Firstly the performace statistics are reported, which gives a breakdown of the processing times. In this example it can be seen that the majority of time is spent calculating the propagators, i.e. exponentiating the combined Hamiltonian.

The optimised U(T) is reported as the 'final evolution', which is essentially the string representation of the Qobj that holds the full time evolution at the point when the optimisation is terminated.

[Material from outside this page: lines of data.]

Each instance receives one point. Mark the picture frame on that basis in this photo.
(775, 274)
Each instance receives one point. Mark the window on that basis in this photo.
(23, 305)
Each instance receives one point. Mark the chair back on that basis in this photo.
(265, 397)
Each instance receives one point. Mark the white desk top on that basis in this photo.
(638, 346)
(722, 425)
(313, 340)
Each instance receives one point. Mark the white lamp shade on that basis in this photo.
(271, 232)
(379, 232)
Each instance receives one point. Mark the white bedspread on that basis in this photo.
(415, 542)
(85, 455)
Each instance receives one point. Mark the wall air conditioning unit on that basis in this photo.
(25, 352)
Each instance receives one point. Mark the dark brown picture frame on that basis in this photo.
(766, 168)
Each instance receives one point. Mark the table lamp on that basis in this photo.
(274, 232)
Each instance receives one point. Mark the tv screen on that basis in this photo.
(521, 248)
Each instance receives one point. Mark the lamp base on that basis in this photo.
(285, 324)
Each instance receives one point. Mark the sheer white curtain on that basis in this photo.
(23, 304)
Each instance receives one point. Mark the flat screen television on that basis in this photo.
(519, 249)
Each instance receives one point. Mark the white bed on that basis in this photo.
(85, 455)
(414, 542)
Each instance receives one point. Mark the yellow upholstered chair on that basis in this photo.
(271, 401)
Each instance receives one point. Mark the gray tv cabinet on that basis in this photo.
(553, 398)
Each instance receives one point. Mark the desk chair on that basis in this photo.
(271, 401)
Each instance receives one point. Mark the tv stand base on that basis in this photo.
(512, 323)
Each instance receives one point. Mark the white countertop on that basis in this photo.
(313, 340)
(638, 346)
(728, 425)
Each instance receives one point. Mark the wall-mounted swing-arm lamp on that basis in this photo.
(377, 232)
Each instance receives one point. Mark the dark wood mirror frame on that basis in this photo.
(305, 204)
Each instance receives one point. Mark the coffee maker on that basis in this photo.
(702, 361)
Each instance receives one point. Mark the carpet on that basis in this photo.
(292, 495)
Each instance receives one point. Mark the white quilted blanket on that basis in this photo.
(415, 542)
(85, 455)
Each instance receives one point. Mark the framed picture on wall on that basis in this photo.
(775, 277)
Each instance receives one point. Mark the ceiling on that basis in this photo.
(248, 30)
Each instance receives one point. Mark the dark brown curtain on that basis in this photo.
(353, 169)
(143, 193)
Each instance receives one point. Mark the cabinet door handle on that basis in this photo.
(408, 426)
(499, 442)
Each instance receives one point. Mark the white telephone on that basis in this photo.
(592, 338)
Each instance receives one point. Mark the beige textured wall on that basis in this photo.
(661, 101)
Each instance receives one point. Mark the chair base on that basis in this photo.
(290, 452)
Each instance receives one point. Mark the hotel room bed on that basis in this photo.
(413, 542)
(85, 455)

The key information is in the summary (given last). Here the final fidelity is reported and the reason for termination of the algorithm.

In [9]:

```
result.stats.report()
print("Final evolution\n{}\n".format(result.evo_full_final))
print("********* Summary *****************")
print("Final fidelity error {}".format(result.fid_err))
print("Final gradient normal {}".format(result.grad_norm_final))
print("Terminated due to {}".format(result.termination_reason))
print("Number of iterations {}".format(result.num_iter))
print("Completed in {} HH:MM:SS.US".format(
datetime.timedelta(seconds=result.wall_time)))
```

Here the (random) starting pulse is plotted along with the pulse (control amplitudes) that was found to produce the target gate evolution to within the specified error.

In [12]:

```
fig1 = plt.figure()
ax1 = fig1.add_subplot(2, 1, 1)
ax1.set_title("Initial Control amps")
ax1.set_ylabel("Control amplitude")
ax1.step(result.time,
np.hstack((result.initial_amps[:, 0], result.initial_amps[-1, 0])),
where='post')
ax2 = fig1.add_subplot(2, 1, 2)
ax2.set_title("Optimised Control Amplitudes")
ax2.set_xlabel("Time")
ax2.set_ylabel("Control amplitude")
ax2.step(result.time,
np.hstack((result.final_amps[:, 0], result.final_amps[-1, 0])),
where='post')
plt.tight_layout()
plt.show()
```

In [11]:

```
from qutip.ipynbtools import version_table
version_table()
```

Out[11]:

[1] Doria, P., Calarco, T. & Montangero, S.: Optimal Control Technique for Many-Body Quantum Dynamics. Phys. Rev. Lett. 106, 1–4 (2011).

[2] Caneva, T., Calarco, T. & Montangero, S.: Chopped random-basis quantum optimization. Phys. Rev. A - At. Mol. Opt. Phys. 84, (2011).